Reputation: 850
I have spring batch application which reads and writes into the same table. I have used pagination for reading the items from the table as my data volume is quite high. When I set the chunk size as more than 1 then my pagination number is getting updated wrongly and hence failing to read some items from the table. Any idea?
@Bean
public Step fooStep1() {
return stepBuilderFactory.get("step1")
.<foo, foo>chunk(chunkSize)
.reader(fooTableReader())
.writer(fooTableWriter())
.listener(fooStepListener())
.listener(chunkListener())
.build();
}
Reader
@Bean
@StepScope
public ItemReader<foo> fooBatchReader(){
NonSortingRepositoryItemReader<foo> reader = new NonSortingRepositoryItemReader<>();
reader.setRepository(service.getRepository());
reader.setPageSize(chunkSize);
reader.setMethodName("findAllByStatusCode");
List<Object> arguments = new ArrayList<>();
reader.setArguments(arguments);
arguments.add(statusCode);
return reader;
}
Upvotes: 2
Views: 2758
Reputation: 4454
Don't use a pagination reader. The problem is, that this reader executes a new query for every chunk. Therefore, if you add items or change items in the same table during writing, the queries will not produce the same result.
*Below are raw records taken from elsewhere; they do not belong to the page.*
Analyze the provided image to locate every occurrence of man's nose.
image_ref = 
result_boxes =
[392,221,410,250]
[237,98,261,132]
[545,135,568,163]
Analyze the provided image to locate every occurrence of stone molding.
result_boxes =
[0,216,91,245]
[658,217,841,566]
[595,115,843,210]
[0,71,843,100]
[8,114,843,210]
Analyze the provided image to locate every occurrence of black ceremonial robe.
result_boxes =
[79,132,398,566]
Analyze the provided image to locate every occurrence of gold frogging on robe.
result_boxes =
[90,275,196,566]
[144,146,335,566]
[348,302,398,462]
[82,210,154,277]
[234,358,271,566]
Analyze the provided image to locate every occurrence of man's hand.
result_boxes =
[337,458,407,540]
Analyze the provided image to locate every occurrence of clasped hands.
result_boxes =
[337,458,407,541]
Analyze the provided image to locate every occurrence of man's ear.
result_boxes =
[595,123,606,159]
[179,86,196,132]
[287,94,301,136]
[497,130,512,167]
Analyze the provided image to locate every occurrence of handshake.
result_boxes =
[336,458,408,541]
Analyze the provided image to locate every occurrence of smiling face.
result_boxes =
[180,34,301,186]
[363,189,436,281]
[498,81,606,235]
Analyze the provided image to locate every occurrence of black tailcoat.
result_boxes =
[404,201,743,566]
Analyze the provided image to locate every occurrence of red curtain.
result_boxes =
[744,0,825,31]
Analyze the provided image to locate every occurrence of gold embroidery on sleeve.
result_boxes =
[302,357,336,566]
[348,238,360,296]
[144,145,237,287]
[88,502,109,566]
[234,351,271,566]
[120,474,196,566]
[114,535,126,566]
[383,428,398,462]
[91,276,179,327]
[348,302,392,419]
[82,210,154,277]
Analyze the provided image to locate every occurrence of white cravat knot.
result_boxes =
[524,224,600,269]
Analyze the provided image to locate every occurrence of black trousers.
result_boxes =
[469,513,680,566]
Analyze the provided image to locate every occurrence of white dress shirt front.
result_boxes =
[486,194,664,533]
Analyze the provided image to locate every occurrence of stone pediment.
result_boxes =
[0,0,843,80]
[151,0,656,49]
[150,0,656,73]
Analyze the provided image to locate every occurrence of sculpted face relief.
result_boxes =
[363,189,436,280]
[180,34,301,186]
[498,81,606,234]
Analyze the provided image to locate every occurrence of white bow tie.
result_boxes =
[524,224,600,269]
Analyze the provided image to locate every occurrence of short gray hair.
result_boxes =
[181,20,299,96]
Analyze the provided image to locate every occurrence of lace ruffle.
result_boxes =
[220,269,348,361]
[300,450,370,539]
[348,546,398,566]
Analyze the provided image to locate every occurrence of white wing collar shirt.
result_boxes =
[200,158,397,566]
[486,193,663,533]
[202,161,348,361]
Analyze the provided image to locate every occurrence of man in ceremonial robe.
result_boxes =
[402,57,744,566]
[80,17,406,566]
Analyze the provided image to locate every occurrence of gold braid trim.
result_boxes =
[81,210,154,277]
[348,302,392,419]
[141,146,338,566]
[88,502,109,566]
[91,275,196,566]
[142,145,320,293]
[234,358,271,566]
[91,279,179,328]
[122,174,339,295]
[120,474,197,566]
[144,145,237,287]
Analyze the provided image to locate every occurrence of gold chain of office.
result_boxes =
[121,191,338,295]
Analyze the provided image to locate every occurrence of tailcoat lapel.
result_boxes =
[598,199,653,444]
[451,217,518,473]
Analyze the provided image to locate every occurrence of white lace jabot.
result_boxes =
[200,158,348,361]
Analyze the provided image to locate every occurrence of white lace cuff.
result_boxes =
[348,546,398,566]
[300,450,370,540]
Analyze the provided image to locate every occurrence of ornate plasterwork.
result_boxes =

Dive a little bit into the code of the pagination reader, it is clearly obvious in there.
If you modify the same table you are reading from, then you have to ensure that your result set doesn't change during the processing of the whole step, otherwise, your results may not be predictable and very likely not what you wanted.
Try to use a jdbccursoritemreader. This one creates the query at the beginning of your step, and hence, the result set is defined at the beginning and will not change during the processing of the step.
Editet
Based on your code to configure the reader which you added, I assume a couple of things:
this is not a standard springbatch item reader
you are using a method called "findAllByStatusCode". I assume, that this is the status field that gets updated during writing
Your Reader-Class is named "NonSortingRepositoryItemReader", hence, I assume that there is no guaranteed ordering in your result list
If 3 is correct, then this is very likely the problem. If the order of the elements is not guaranteed, then using a paging reader will definitely not work. Every page executes it's own select and then moves to the pointer to the appropriate position in the result.
E.g., if you have a pagesize of 5, the first call will return elements 1-5 of its select, the second call will return elements 6-10 of its select. But since the order is not guaranteed, element at position 1 in the first call could be at position 6 in the second call and therefore be processed 2, whilst element 6 in the first call, could be at position 2 in the second call and therefore never been processed.
Upvotes: 2